Berlin: Solidarische Adbusting-Grüße nach Baku
Mit einer Adbusting-Aktion an der aserbaidschanischen Botschaft 
solidarisiert sich eine Berliner Street-Art-Gang mit zwei inhaftierten 
oppositionellen Street Artists aus Baku. Der Hintergrund: Am 11. Mai 
2016, dem „Blumentag“ genannten aserbaidschanischen Nationalfeiertag, 
haben Giyas und Bayram aus Protest gegen das politische Regime ein 
Denkmal mit dem Slogan „Alles Gute zum Sklaventag!“ verschönert. Sie 
wurden in einem Schauprozess zu 12 Jahren Haft verurteilt, nachdem die 
Cops ihnen zwei Kilo Heroin untergeschoben haben.
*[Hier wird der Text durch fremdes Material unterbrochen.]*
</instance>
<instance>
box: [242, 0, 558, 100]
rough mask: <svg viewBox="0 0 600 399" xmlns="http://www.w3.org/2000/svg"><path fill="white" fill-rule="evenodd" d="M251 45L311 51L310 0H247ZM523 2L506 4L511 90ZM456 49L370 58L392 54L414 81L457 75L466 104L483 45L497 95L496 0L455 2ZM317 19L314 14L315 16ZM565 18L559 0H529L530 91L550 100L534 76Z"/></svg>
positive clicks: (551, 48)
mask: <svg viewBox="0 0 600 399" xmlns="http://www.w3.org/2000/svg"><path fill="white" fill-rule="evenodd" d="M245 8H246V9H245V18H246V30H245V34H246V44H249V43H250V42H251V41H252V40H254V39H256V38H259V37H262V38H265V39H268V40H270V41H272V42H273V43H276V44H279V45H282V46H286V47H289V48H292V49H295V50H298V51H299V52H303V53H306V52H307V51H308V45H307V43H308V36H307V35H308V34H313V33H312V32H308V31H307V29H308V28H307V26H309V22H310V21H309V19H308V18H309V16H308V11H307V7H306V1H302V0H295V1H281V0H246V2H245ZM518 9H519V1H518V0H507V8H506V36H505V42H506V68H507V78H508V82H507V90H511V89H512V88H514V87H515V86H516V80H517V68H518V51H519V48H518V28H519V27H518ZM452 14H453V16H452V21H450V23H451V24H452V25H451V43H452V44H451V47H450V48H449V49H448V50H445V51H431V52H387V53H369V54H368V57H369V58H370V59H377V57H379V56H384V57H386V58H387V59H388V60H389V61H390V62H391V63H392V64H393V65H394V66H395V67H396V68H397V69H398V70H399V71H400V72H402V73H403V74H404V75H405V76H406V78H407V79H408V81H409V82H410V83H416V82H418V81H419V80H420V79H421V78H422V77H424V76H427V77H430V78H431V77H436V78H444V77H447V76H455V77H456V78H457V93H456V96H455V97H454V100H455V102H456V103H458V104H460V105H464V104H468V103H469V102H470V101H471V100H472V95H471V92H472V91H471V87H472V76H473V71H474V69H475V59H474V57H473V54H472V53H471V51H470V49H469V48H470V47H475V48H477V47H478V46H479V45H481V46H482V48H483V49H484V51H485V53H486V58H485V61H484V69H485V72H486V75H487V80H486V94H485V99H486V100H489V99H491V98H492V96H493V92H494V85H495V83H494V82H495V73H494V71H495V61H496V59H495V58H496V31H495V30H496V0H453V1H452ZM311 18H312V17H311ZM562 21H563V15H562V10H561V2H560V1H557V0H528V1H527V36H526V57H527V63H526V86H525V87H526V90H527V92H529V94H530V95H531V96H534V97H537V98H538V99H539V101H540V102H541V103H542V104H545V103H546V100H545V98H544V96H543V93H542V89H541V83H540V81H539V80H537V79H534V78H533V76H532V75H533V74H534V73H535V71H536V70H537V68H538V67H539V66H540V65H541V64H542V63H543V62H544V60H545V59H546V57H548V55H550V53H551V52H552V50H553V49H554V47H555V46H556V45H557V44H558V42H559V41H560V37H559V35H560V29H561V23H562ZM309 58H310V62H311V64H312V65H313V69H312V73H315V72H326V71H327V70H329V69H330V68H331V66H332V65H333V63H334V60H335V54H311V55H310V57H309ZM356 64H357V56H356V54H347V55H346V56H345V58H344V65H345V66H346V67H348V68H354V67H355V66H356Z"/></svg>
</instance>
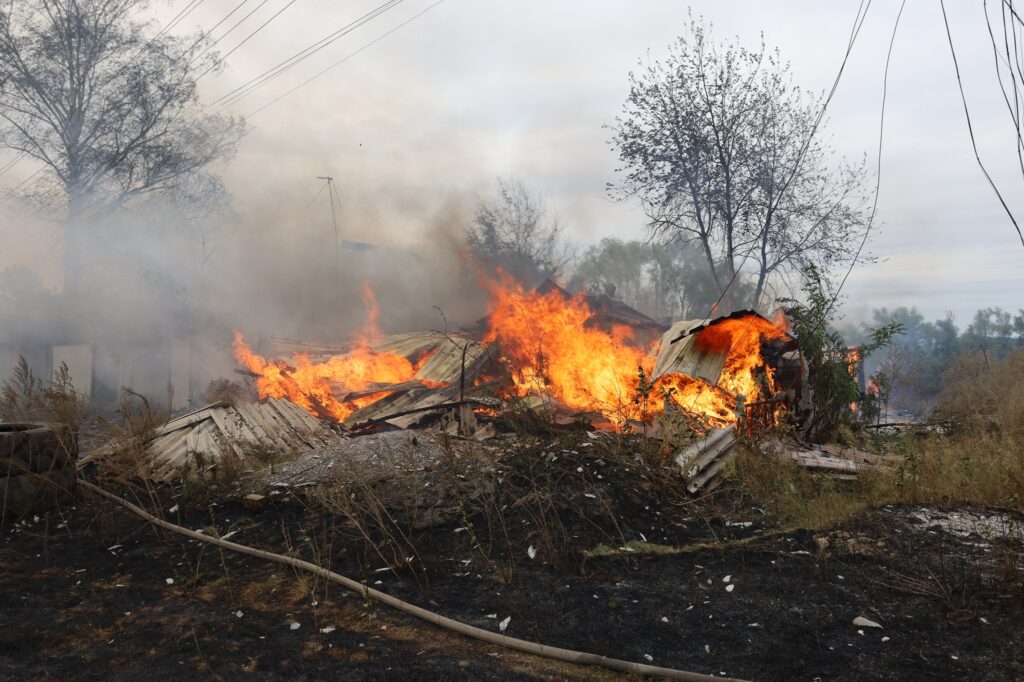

Berlin-Grunewald, Dienstag Nacht. Dunkle Gestalten schleichen durchs 
Villenviertel voller Botschaften südlich der Hubertusallee. Doch außer 
den Steuersünder*innen mit ihren Schwarzgeldkoffern und den von 
Shoppingtouren heimkehrenden Folterknecht*innen diverser Staaten sind 
heute auch Leute unterwegs, die hier nicht hingehören. Eine Gruppe 
Streetart-Aktivistis hat sich heimlich unter die spießbürgerliche 
Villenviertel-Mischpoke gemischt. Ihr Ziel: Die Werbe-Vitrinen in den 
Bushaltestellen in der Hubertusallee, in der auch die aserbaidschanische
 Botschaft liegt.
Soli-Adbustings für aserbaidschanische Streetart-Aktivist*innen
„Wir machen heute eine Soli-Adbusting-Aktion für zwei aserbaidschanische
 Street-Art-Artists, die in Baku im Knast sitzen“ erklärt Milissa 
Miranda Müller, eine der Aktivist*innen, die wir heute begleiten. „Sie 
heißen Giyas und Bayram“. Die beiden haben am aserbaidschanischen 
Nationalfeiertag ein zentrales Denkmal für den ehemaligen Präsidenten 
(und Vater des heutigen Präsidenten) mit den Slogans „Alles Gute zum 
Sklaventag“ verschönert. Offiziell heißt der Feiertag „Blumentag“. Wenn 
man bei dem aserbaidschanischen Wort für „Blumentag“ zwei Buchstaben 
vertauscht, wird daraus „Sklaventag“. „So wie bei Schweineöde und 
Schöneweide“ albert Milissa, während die Gruppe zur Botschaft geht.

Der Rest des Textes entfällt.